First, an apology to the Pilot G2 X-Fine Point Gel Pen. I'm sorry, my pet. You are my new favorite. All other pens can go to hell.
So I'm a little pissed with Apple right now. Pissed because they're dumb. Well, either they are or I am, and I'd much rather blame the faceless corporation. To start from the beginning, I decided to get Joe an iPod for his birthday. Well, because he's turning 30 and he needs a fancy, high-tech gizmo to make him happy and forget about the fact that he's practically a geezer. Though, actually, the closer I come to my 30th birthday (a little over four years away now--I'm a president away from middle age!) the more I think that 30 is the new 20. But more on this theory later.
I bought the iPod off the Apple website because they offer free engraving, one small way to personalize the Gift of the Season (who isn't giving iPods as presents these days?) and because free is always good. To be fair, Apple warned me that I should not make the purchase with my debit card. They told me in the order form that banks had a way of declining payment for iPods ordered with debit cards because it would amount to a large, atypical purchase (for most people, anyway) and sent the fraud department scrambling. But I figured I'd try my luck and order it with my debit card anyway. Mainly because it's the only credit card I have. So maybe the moral of the story is that I shouldn't keep throwing out that junk mail that says I'm pre-approved for various and sundry cards, because they could occasionally come in handy.

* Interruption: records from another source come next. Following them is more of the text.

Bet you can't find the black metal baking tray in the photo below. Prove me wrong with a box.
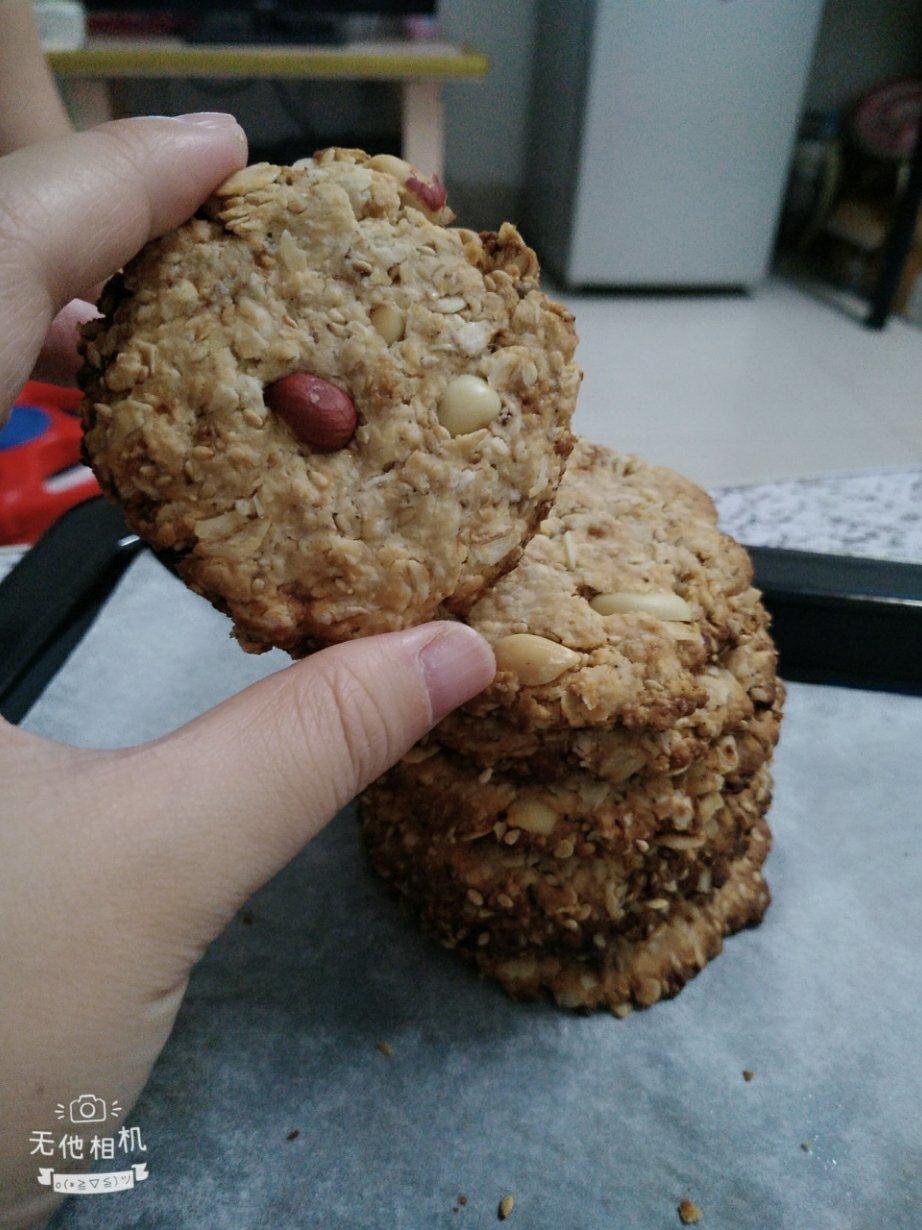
[0,498,922,722]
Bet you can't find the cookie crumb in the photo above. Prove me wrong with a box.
[679,1200,701,1226]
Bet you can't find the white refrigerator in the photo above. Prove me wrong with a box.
[524,0,822,288]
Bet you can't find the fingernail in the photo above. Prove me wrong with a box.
[419,622,497,722]
[172,111,237,128]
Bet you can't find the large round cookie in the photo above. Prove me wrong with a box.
[363,769,771,993]
[82,150,579,654]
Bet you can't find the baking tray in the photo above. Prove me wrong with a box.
[0,498,922,722]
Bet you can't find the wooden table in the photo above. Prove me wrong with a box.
[48,38,489,175]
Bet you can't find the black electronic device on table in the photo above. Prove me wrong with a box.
[85,0,436,43]
[0,498,922,722]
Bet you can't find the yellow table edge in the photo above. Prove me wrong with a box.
[48,44,489,81]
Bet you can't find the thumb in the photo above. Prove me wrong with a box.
[0,113,246,415]
[122,622,495,945]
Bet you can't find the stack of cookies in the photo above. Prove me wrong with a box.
[81,149,782,1015]
[363,442,783,1016]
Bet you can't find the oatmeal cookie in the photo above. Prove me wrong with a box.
[454,440,774,731]
[364,770,771,988]
[437,633,784,782]
[81,149,580,656]
[468,822,771,1017]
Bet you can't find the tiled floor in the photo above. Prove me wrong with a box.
[563,280,922,487]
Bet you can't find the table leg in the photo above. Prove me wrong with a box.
[60,77,116,132]
[864,124,922,328]
[401,81,445,177]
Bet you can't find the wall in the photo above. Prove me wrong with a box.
[105,0,540,229]
[439,0,540,229]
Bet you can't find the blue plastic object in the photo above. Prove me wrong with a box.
[0,406,52,453]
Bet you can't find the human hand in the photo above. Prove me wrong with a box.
[0,117,494,1226]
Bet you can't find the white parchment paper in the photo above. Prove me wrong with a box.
[26,557,922,1230]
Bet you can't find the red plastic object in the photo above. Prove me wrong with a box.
[0,380,100,542]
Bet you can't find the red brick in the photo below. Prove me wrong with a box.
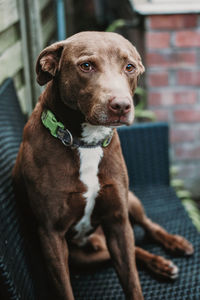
[175,144,200,159]
[149,15,198,29]
[146,51,197,68]
[177,70,200,86]
[148,90,198,107]
[147,72,168,87]
[174,30,200,47]
[150,108,169,121]
[174,108,200,123]
[170,127,196,143]
[146,32,170,49]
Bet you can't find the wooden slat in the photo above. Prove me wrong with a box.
[0,23,20,55]
[0,0,19,32]
[17,85,27,114]
[42,11,56,47]
[13,69,25,90]
[0,40,23,84]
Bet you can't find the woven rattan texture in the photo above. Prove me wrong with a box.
[118,123,169,187]
[72,187,200,300]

Anyway, the bank rejected the purchase, Apple notified me, and I got a call from my bank's fraud department, all concerned. So I called them back.
MICHELLE
Yeah, so I know what all this is about, I bought this iPod, blah bling blah, so could you just approve the purchase? I'm not a thief. Ask me my mom's maiden name, the last 4 digits of my social security number, whatever information you need to know.
CITIBANK DRONE
Well, what would be easiest is if you just placed the order again, and I'll make sure that it goes through.
MICHELLE
Really? What if they send me two by accident?
CITIBANK DRONE
No, because I'm only going to approve the new purchase.
MICHELLE
Are you really sure? Because the thing's kind of expensive, and I would hate to order two.
CITIBANK DRONE
It won't happen. I will only allow the new order to go through. The old order will be blocked.
MICHELLE
(So foolishly trusting)
OK, cool, la la la!
(Scampers on merry way)
So what to I hear from Apple this afternoon? That my online orders are in the mail. Both of them. Gargh!
Though, I guess, in re-reading my telling of the anecdote, it really does seem that I was the stupid one in this equation. Damn you, exposure of own fallibility in the cruel light of reason! Again, I say, gargh!
I was getting all bent out of shape because I got the fucking things engraved after all, so how can they take them back, there's writing all over the metal casing? However, when I called the Apple Customer Service office, they assured me that I would be able to return one of them, unopened, and they would refund me the full amount of my purchase.
MICHELLE
Refund?
APPLE DRONE
Yes.
MICHELLE
Full refund?
APPLE DRONE
Yes.
MICHELLE
Even with the engraving?
APPLE DRONE
Yes.
MICHELLE
Really?
APPLE DRONE
Yes.
MICHELLE
Sweet! La la la!
(Skipping away)
So I guess what this story really shows is that I've learned nothing.
Currently reading: The New Yorker and To Kill a Mockingbird. Still haven't gotten to the trial yet.